The Trenton Bath House is a pivotal, influential design by the architect Louis Kahn, with the help of his associate, renowned architect Anne Tyng, at 999 Lower Ferry Road, Ewing Township, Mercer County, New Jersey, United States. It was listed in the National Register of Historic Places in 1984.

It is neither in Trenton, New Jersey, nor is it a bath house, but the so-called "Trenton Bath House" commands attention from architectural historians around the world. Designed as part of a larger plan (never executed) for the Jewish Community Center of the Delaware Valley, the "bath house" opened in 1955 and served as the entrance and changing area for patrons of an outdoor swimming pool.

From a design perspective, the bath house actually appears as a simple cruciform—four square concrete block rooms or areas, surrounding an open atrium. Each of the rooms is topped by a simple, wooden rectangular pyramid. At the corner of each room there is a large, open rectangular column that supports the roof.
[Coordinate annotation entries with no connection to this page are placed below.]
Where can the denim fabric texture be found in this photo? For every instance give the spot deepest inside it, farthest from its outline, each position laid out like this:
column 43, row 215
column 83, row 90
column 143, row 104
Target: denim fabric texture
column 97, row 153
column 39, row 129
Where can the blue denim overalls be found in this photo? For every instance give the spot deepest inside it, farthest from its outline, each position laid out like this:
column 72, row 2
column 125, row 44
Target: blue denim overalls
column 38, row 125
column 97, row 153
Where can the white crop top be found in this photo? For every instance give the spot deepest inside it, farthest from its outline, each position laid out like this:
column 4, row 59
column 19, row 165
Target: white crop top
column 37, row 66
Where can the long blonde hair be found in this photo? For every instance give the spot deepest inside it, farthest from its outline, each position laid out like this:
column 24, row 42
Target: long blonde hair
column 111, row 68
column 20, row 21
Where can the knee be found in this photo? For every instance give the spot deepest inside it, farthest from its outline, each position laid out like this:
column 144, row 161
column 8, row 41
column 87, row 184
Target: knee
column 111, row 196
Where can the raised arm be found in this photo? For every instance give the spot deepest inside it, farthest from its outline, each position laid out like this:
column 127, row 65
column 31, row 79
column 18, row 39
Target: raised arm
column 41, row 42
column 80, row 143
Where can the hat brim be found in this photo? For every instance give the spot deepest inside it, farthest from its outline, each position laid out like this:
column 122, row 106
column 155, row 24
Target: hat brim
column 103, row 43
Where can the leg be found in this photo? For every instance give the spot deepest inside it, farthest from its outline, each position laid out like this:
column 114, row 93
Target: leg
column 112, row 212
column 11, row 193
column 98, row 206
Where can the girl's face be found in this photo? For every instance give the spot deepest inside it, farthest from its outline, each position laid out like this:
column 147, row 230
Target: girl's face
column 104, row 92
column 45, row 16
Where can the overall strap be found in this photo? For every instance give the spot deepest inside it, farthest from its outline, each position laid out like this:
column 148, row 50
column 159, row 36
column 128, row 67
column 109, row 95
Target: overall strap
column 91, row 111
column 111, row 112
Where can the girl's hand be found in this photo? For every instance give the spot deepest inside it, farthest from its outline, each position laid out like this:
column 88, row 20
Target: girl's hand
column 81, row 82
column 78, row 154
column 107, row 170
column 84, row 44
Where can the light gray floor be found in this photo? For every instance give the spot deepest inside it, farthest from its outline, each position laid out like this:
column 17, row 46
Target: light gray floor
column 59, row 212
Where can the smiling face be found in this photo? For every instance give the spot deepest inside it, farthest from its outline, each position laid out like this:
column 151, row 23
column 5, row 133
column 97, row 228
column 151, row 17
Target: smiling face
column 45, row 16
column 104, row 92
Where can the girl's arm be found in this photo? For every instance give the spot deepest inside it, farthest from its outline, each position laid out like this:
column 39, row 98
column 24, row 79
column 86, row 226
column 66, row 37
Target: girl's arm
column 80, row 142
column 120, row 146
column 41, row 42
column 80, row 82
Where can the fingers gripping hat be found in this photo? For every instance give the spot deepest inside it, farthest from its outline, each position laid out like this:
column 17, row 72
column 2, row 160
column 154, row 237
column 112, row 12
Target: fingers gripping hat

However, closer inspection reveals that in addition to the pure design elegance, Kahn also clarified his thinking about the utilitarian purposes of the various spaces, and it was in this building that he first articulated his notion of spaces serving and spaces served.

Kahn often spoke of this project as a turning point in his design philosophy, "From this came a generative force which is recognizable in every building which I have done since."

On August 10, 2006, Mercer County and Ewing Township purchased the bath house from the Jewish Community Center for $8.1 million, using funds from the Open Space Preservation Trust Fund.  This action ensures that the historic integrity of the bath house will be protected.  Ewing plans to use the main J.C.C. building as a senior citizens center.  The J.C.C. had planned to move to a new  site located on Clarksville Road in West Windsor Township, but funding ran out.

Model

References

External links

 Official Site of Trenton Bathhouse, 2009
 The "Trenton" Bathhouse of Louis Kahn
Louis Kahn’s Society of Rooms, a video by Stewart Hicks, a professor in the School of Architecture at the University of Illinois at Chicago, has a segment on Trenton Bath House.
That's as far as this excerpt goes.